### Memorilessness
> [!theorem|*] Memorilessness Property
> The exponential distribution is **memoriless**: if $Z \sim \mathrm{Exp}(\lambda)$, then $Z-l ~|~Z > l$ is also $\mathrm{Exp}(\lambda)$.
>
> > [!proof]-
> > For $z > 0$, the distribution of $Z-l ~|~ Z>l$ is given by $\begin{align*}
\mathbb{P}[Z -l > z ~|~ Z > l] &= \frac{\mathbb{P}[Z>z+l]}{\mathbb{P}[Z >l]} = \frac{\exp(-\lambda (z+l))}{\exp(-\lambda l)}=\exp(-\lambda z).
\end{align*}$
> > Therefore $Z-l ~|~ Z>l$ is $\mathrm{Exp}(\lambda)$.
> [!theorem|*] Extended Memoriless Property
> If $L$ is independent of $Z$, then the same holds: $Z -L ~|~ Z>L \sim \mathrm{Exp}(\lambda)$.
>
> > [!proof]-
> > Again fix $z > l$. $\begin{align*}
\mathbb{P}[Z-L > z ~|~ Z -L > 0]&= \frac{\int _{0}^{\infty}\int _{l+z}^{\infty} [f_{L}\cdot \lambda \exp(-\lambda s) ]~ ds ~dl }{\int _{0}^{\infty}\int _{l}^{\infty} [f_{L}\cdot \lambda \exp(-\lambda s) ]~ ds ~dl}\\
&= \frac{\int _{0}^{\infty} f_{L} \exp(-\lambda(l+z)) ~ dl }{\int _{0}^{\infty} f_{L}\exp(-\lambda l) ~ dl }\\
&= \exp(-\lambda z).
\end{align*}$
### Finiteness of Sums
> [!theorem|*] Finiteness of Sum of Exponentials
> If $Z_{1},\dots$ are independent exponentials with rates $\lambda_{1},\dots$, then $\begin{align*}
&\left( \sum_{i=1}^{\infty}Z_{i} < \infty ~\mathrm{a.s.} \right)\iff \left( \sum_{i=1}^{\infty} \mathbb{E}[Z_{i}]=\sum_{i=1}^{\infty} \frac{1}{\lambda_{i}} < \infty \right);\\[0.4em]
&\left( \sum_{i=1}^{\infty}Z_{i} = \infty ~\mathrm{a.s.} \right)\iff \left( \sum_{i=1}^{\infty} \mathbb{E}[Z_{i}]=\sum_{i=1}^{\infty} \frac{1}{\lambda_{i}} = \infty \right).
\end{align*}$That is, *their sum if $\mathrm{a.s.}$ finite if and only if the sum of their means is finite; otherwise it is $\mathrm{a.s.}$ infinite, and there is no middle ground.*
> [!proof]
> For the *finite* case, MCT gives $\mathbb{E}\left[ \sum_{i}Z_{i} \right]=\sum_{i}\mathbb{E}[Z_{i}]$, so both are finite.
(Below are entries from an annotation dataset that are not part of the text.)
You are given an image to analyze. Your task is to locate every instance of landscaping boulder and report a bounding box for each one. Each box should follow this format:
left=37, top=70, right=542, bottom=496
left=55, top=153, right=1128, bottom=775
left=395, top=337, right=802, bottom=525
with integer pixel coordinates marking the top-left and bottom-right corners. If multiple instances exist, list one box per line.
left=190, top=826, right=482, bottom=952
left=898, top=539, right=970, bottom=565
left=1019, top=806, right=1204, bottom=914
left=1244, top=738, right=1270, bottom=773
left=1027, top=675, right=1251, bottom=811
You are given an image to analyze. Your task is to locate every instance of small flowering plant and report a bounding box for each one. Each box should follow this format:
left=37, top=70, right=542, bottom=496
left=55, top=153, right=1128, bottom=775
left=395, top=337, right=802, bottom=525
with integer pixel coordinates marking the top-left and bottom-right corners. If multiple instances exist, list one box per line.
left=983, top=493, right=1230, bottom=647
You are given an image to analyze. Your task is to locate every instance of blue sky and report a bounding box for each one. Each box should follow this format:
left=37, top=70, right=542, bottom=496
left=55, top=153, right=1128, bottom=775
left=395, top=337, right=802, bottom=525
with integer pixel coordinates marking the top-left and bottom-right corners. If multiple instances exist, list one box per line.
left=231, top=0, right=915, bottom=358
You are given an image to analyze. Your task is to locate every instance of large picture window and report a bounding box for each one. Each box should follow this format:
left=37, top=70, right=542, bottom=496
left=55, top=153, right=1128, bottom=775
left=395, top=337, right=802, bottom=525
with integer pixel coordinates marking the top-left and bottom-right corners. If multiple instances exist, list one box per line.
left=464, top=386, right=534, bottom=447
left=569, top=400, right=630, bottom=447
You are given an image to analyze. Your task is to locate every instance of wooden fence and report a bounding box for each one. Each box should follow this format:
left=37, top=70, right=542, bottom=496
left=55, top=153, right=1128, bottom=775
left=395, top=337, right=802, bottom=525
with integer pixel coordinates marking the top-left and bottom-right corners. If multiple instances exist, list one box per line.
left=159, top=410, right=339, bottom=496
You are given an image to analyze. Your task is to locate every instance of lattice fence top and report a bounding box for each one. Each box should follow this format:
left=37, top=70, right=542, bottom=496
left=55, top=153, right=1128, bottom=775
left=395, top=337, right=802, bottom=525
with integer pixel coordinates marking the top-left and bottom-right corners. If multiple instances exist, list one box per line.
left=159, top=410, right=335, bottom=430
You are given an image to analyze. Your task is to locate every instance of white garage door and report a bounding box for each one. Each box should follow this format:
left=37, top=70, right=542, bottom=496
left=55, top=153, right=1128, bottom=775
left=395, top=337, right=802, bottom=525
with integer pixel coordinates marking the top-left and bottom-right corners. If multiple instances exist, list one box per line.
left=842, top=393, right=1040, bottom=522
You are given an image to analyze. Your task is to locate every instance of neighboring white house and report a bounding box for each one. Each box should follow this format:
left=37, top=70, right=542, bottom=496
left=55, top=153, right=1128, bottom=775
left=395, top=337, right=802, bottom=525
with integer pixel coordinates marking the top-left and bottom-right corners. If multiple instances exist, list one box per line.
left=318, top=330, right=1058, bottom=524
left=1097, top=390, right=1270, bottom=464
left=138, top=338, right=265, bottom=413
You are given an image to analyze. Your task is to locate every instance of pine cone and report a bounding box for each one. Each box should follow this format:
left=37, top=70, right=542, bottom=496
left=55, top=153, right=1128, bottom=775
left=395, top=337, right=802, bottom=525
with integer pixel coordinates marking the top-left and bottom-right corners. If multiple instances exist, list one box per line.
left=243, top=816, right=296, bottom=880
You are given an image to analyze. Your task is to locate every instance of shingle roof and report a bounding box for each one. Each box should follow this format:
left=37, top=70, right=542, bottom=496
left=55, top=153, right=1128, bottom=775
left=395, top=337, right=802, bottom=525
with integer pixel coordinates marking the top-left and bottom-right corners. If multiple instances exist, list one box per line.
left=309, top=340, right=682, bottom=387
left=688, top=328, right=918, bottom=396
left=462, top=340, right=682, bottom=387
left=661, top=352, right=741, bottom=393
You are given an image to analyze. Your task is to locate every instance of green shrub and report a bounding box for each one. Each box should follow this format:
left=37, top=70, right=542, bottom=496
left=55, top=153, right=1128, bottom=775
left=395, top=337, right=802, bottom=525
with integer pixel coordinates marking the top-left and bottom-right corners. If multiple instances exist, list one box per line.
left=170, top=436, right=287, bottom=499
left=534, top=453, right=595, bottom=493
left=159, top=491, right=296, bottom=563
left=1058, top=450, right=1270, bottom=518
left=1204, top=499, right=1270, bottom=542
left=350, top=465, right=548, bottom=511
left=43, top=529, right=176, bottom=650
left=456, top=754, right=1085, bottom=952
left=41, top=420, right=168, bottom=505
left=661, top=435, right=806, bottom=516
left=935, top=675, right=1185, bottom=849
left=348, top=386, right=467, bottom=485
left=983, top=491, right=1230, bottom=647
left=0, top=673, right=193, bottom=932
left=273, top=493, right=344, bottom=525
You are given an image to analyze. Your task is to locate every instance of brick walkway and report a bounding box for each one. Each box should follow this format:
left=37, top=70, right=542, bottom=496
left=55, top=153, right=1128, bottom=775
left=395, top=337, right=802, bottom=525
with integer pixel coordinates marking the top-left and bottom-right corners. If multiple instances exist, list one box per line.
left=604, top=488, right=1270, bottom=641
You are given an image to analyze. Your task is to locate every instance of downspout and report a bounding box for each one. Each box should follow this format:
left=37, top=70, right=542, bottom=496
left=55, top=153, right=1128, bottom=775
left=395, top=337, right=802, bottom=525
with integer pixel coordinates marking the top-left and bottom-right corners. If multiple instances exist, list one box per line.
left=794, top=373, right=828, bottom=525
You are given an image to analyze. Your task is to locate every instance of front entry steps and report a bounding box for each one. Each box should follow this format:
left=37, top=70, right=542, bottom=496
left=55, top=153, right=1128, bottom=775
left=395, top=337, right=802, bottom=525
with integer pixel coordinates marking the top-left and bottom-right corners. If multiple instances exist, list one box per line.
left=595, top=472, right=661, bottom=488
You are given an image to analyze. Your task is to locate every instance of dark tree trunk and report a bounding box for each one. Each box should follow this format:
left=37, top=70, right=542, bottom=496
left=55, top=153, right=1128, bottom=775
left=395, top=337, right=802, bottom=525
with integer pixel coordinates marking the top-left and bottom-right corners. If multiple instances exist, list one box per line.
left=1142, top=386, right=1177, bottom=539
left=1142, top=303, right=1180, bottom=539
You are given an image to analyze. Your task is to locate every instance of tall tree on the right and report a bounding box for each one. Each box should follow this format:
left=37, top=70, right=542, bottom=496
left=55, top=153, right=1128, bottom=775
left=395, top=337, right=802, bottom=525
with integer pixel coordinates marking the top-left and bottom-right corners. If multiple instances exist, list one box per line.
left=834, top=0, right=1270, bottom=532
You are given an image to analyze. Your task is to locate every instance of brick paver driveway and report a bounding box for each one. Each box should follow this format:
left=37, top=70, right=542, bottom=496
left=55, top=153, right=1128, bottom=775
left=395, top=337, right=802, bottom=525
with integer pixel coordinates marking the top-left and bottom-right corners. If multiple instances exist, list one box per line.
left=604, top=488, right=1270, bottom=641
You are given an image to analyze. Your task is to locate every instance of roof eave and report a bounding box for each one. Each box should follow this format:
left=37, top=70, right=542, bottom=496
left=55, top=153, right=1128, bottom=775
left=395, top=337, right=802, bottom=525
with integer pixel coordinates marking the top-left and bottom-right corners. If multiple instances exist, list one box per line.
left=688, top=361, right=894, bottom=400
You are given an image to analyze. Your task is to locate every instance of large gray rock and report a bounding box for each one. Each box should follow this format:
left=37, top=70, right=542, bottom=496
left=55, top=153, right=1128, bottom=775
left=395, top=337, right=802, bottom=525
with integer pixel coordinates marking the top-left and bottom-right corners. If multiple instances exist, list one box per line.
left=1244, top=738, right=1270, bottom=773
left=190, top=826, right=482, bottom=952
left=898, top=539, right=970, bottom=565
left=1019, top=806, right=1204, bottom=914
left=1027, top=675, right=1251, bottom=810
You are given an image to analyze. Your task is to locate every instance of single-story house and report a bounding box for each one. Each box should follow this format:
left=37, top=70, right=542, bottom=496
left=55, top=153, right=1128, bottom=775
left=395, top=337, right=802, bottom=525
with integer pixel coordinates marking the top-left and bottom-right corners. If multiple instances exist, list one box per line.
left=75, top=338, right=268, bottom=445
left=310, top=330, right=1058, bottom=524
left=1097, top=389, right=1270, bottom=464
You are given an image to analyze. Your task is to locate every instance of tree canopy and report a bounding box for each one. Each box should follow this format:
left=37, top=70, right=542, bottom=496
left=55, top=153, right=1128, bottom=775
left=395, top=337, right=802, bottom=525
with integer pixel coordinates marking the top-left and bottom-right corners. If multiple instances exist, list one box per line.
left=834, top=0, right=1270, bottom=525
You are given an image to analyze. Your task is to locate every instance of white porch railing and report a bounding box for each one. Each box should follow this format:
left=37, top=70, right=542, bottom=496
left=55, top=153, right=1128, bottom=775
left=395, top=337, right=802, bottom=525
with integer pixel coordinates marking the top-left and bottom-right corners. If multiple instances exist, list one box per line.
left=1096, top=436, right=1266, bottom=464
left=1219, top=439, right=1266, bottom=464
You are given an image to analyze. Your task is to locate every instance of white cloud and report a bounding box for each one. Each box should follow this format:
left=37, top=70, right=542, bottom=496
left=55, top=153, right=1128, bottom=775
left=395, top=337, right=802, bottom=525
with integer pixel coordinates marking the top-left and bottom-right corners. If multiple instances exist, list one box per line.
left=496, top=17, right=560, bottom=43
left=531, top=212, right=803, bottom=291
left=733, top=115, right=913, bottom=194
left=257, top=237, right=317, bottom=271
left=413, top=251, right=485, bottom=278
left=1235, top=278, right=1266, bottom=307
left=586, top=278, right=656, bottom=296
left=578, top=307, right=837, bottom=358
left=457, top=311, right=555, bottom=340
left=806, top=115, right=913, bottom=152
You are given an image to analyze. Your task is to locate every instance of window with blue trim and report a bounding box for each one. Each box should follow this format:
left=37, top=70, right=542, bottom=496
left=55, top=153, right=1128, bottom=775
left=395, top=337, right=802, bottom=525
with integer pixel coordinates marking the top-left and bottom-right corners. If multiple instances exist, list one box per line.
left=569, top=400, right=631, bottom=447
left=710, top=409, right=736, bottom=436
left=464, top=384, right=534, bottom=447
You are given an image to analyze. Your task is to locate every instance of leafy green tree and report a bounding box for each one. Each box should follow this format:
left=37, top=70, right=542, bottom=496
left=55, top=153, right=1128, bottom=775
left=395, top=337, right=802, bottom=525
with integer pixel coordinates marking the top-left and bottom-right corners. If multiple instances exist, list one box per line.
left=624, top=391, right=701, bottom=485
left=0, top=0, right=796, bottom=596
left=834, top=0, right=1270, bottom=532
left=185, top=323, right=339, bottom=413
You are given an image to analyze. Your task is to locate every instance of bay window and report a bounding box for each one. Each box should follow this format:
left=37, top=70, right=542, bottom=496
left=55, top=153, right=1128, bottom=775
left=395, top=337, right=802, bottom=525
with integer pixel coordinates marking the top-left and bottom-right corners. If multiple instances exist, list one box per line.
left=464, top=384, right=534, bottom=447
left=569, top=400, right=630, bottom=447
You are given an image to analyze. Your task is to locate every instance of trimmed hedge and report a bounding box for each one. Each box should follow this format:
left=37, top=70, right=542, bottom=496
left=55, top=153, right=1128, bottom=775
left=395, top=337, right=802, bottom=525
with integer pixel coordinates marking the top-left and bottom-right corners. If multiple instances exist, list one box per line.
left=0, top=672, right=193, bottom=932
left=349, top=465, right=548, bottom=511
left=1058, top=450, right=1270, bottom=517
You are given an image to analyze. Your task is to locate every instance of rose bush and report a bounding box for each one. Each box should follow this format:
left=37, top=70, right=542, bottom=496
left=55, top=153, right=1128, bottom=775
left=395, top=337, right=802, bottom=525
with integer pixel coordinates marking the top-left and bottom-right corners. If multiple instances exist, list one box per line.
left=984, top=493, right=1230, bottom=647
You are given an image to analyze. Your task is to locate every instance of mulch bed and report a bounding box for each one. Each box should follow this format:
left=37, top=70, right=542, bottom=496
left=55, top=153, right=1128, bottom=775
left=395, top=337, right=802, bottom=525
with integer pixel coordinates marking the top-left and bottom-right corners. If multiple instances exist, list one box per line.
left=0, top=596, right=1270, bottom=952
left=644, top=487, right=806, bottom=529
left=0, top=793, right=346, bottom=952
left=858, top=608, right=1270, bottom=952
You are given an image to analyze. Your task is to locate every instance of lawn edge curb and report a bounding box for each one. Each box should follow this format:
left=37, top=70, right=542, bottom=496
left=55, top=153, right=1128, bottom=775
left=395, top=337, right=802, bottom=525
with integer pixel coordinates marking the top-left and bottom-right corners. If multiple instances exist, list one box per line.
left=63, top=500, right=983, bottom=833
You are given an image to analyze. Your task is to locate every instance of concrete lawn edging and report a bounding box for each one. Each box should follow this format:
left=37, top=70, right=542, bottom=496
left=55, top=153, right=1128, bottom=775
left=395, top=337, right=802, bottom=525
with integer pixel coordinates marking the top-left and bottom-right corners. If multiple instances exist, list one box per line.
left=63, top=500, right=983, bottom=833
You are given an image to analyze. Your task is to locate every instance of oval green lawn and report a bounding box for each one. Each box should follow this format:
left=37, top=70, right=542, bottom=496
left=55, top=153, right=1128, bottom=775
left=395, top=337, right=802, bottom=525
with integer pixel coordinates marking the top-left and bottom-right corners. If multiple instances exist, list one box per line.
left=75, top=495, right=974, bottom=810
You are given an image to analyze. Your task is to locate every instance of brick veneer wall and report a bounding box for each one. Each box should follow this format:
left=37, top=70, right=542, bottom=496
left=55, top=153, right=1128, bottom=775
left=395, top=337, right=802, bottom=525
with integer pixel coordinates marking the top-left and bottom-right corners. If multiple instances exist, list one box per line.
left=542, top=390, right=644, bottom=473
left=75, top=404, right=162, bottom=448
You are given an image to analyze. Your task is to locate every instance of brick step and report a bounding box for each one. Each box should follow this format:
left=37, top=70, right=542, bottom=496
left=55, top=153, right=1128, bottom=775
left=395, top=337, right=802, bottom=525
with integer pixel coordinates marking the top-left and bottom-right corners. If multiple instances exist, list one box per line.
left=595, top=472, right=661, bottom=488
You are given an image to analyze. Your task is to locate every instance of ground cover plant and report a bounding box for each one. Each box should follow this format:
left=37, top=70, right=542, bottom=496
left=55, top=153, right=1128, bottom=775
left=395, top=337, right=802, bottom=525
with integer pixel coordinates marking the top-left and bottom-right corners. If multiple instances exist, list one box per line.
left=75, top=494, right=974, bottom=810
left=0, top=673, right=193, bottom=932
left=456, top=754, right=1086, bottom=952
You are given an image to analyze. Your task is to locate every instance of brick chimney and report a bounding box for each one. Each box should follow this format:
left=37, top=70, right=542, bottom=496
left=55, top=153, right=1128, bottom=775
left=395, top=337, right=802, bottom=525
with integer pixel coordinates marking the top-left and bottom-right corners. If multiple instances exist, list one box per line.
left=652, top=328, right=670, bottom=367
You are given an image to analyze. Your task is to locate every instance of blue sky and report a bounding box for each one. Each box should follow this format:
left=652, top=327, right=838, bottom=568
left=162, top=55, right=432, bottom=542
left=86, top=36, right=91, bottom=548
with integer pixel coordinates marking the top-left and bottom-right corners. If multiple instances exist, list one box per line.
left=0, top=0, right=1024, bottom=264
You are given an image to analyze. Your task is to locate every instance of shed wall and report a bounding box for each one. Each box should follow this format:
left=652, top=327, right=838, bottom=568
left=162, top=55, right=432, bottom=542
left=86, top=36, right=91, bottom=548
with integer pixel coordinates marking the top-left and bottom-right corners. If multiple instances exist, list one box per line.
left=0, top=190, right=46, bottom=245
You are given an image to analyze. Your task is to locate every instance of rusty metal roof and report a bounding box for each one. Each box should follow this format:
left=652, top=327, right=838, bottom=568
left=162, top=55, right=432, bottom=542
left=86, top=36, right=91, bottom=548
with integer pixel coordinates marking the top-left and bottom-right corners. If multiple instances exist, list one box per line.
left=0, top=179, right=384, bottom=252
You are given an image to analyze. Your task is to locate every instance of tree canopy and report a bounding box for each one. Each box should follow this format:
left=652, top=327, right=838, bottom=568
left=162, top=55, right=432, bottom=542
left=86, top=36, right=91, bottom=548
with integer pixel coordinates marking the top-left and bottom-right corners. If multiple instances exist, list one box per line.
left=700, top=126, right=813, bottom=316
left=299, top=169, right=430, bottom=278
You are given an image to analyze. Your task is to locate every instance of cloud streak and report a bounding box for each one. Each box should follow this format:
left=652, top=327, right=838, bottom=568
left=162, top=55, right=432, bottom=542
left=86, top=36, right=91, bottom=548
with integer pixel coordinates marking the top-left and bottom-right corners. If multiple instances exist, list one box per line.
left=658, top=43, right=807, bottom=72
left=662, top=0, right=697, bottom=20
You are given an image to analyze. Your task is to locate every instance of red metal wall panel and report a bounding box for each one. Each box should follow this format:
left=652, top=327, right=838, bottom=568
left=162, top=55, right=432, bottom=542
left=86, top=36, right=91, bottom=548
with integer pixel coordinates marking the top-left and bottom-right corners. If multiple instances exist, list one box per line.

But a random variable ($\sum_{i}Z_{i}$) must be $\mathrm{a.s.}$ finite in order to have a finite mean.
>
> For the *infinite* case, consider $\mathbb{E}\left[ \exp\left( -\sum_{i}Z_{i} \right) \right]$, which is $0$ if and only if the sum is $\mathrm{a.s.}$ infinite. Recall that the exponential distribution (of rate $\lambda$) has moment generating function $s \mapsto \lambda / (\lambda-s)$, so using $s=-1$ gives $\mathbb{E}\left[ \exp\left( -\sum_{i}Z_{i} \right) \right]=\prod_{i} \frac{\lambda_{i}}{\lambda_{i}+1}=\prod_{i}\left( 1+ \frac{1}{\lambda_{i}} \right)^{-1}.$Now $\mathrm{RHS}=0$ because its inverse is $\prod_{i}(1+ 1 / \lambda_{i}) \ge \sum_{i} 1 / \lambda_{i}=\infty$
>
> The inequality follows by expanding the products, in partial sums if rigor is necessary: every $\mathrm{RHS}$ term $1 / \lambda_{i}$ is in $\mathrm{LHS}$, while other $\mathrm{LHS}$ terms are all non-negative.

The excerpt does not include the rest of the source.